Au-delà des discours officiels et des lois adoptées, la réalité sur le terrain reste sombre pour ces communautés marginalisées. Logement précaire, accès limité à la forêt, perte des terres ancestrales, insécurité grandissante… Pour les Pygmées, la survie est un combat quotidien.
Le Foyer de développement pour l’autopromotion des personnes indigentes et en détresse (FDAPID), une organisation active au Nord-Kivu, interpelle les autorités congolaises et la communauté internationale. Son coordonnateur national, Vicar Hangi Batundi, salue les avancées légales, notamment l’adoption d’une loi consacrée à la protection des peuples autochtones. Mais il rappelle que le texte reste lettre morte sans application concrète sur le terrain.

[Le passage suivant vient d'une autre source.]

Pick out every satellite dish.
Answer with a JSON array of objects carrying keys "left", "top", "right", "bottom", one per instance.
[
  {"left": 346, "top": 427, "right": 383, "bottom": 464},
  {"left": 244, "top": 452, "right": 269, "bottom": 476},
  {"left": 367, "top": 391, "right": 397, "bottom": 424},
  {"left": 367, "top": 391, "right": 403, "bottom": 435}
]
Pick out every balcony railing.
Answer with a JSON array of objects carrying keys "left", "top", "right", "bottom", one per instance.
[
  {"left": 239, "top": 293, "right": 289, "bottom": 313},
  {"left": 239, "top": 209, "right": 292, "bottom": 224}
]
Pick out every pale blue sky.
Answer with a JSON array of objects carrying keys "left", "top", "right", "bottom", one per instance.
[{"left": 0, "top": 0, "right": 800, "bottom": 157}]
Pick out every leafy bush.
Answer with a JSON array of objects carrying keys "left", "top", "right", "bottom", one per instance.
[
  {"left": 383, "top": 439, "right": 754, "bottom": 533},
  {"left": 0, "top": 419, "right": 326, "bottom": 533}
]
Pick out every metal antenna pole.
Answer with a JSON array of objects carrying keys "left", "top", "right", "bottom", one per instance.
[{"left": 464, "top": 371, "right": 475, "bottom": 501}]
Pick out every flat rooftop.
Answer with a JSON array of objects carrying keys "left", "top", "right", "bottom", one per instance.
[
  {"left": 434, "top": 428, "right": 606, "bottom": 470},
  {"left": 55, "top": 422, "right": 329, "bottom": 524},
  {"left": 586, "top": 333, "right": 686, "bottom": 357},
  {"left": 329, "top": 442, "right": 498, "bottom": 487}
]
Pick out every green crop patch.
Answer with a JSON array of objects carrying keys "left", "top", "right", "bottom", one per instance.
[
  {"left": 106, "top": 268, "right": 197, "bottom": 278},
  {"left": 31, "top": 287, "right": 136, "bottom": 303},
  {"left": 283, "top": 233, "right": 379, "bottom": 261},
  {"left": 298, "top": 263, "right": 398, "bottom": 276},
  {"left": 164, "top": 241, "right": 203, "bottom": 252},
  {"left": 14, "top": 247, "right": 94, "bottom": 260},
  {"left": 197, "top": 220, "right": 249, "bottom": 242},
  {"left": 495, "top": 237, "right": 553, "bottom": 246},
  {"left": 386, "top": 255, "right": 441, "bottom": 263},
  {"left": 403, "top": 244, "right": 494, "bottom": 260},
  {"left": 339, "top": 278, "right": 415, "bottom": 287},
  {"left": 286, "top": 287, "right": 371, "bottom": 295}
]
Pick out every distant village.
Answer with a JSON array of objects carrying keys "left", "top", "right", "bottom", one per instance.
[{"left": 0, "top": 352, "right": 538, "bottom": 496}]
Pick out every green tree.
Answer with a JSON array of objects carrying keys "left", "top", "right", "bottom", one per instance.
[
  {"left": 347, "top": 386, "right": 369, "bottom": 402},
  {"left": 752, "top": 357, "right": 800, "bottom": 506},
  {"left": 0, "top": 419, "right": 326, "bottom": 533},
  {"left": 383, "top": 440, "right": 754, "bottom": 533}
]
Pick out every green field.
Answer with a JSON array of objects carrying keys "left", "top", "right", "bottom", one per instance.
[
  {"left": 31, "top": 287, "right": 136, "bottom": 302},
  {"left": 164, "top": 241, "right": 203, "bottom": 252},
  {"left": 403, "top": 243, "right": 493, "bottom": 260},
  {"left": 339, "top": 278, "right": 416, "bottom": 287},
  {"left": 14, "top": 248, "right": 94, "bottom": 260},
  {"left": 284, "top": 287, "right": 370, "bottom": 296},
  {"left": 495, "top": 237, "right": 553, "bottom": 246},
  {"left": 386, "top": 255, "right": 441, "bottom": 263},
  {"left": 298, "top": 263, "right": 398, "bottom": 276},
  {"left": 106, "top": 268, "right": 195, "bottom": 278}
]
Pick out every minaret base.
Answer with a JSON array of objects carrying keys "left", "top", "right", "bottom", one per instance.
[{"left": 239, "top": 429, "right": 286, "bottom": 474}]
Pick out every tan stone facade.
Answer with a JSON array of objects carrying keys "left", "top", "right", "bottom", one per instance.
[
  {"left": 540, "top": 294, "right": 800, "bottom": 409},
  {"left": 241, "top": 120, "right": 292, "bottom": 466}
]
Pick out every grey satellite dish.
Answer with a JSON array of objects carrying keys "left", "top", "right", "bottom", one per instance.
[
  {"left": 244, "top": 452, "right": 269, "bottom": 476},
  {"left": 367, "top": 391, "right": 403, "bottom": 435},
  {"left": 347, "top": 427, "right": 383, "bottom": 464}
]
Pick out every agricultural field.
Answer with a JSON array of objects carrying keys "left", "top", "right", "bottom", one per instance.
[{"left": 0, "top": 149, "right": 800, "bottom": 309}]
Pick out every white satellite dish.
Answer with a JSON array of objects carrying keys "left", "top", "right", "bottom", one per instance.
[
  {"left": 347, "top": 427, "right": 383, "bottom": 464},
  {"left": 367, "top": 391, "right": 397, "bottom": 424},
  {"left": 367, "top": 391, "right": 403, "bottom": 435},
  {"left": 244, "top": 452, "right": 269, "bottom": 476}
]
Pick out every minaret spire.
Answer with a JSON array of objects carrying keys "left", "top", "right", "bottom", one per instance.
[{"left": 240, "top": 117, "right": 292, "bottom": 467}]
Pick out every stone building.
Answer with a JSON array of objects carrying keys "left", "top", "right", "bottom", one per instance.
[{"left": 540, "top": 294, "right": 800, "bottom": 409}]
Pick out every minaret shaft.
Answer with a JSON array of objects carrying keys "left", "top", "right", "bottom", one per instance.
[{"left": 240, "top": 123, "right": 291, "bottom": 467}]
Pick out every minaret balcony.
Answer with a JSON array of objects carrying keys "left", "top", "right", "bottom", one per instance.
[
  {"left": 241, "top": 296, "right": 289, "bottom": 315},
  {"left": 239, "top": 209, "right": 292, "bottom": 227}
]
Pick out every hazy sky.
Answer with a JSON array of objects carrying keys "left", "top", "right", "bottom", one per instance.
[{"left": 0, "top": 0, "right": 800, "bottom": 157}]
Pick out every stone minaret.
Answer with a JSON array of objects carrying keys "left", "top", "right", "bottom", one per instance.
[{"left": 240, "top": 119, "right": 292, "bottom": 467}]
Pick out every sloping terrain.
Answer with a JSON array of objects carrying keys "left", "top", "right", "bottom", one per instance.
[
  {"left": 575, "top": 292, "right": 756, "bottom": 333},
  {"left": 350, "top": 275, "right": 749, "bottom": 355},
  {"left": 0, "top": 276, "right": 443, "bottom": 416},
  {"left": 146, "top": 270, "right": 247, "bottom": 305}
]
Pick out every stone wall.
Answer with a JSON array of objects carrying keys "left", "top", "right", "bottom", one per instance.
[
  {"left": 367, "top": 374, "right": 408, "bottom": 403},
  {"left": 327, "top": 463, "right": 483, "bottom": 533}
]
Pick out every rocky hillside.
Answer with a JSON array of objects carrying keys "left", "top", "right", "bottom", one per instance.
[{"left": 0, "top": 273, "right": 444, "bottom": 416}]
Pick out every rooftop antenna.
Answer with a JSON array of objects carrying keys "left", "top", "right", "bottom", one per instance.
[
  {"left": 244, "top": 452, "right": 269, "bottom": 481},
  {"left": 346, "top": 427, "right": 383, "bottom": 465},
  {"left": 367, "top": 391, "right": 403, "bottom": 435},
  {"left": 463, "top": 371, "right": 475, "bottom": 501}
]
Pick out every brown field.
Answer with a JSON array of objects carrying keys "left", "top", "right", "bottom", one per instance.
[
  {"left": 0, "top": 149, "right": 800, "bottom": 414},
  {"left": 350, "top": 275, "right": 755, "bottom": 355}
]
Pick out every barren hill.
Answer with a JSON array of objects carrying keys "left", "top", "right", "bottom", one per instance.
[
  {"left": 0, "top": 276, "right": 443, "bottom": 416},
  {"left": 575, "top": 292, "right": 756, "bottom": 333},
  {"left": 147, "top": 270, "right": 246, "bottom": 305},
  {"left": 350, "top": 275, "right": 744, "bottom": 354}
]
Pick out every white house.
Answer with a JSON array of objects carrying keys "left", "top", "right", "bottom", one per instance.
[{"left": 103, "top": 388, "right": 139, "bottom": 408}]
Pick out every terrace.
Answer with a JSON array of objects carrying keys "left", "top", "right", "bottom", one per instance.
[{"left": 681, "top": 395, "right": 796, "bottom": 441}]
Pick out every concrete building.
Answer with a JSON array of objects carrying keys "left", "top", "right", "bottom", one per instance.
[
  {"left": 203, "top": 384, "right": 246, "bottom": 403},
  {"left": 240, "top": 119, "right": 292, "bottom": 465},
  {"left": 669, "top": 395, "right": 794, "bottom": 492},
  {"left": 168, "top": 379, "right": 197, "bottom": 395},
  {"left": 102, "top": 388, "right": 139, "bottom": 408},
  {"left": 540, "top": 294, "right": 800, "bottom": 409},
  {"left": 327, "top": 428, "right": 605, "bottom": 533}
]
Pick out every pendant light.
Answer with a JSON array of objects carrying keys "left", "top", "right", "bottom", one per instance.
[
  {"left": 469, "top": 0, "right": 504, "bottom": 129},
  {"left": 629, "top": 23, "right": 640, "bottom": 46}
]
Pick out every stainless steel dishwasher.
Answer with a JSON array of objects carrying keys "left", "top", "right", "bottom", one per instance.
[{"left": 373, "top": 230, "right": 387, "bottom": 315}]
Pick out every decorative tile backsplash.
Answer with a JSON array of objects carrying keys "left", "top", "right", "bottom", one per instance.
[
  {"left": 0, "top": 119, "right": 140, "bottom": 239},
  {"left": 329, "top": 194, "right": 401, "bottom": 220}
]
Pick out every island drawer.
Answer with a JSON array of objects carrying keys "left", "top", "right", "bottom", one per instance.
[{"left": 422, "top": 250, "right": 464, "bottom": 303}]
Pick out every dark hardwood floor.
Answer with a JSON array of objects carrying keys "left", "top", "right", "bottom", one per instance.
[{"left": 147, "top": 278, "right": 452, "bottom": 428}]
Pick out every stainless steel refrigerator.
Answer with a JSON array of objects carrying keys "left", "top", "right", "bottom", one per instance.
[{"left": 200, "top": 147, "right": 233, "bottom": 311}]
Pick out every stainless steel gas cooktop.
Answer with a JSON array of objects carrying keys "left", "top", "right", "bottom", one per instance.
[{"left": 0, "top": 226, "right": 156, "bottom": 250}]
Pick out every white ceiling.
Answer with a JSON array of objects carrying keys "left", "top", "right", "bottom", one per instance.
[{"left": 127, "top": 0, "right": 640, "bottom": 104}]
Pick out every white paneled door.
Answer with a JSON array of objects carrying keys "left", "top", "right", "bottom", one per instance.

« Certains vivent dans des zones totalement insécurisées. Ils sont chassés de leurs terres, privés de la forêt qui représente leur source de vie. Leur existence est de plus en plus précaire », alerte-t-il.
Les ONG dénoncent aussi le manque de volonté politique pour traduire les engagements en actions tangibles. Elles appellent à des solutions durables : accès aux services sociaux de base, reconnaissance des droits fonciers, et inclusion effective dans les politiques publiques. Dans un pays riche en ressources naturelles mais miné par des conflits récurrents, les peuples autochtones restent les grands oubliés du développement. Pour ces défenseurs des droits humains, il est temps de passer des promesses à l’action.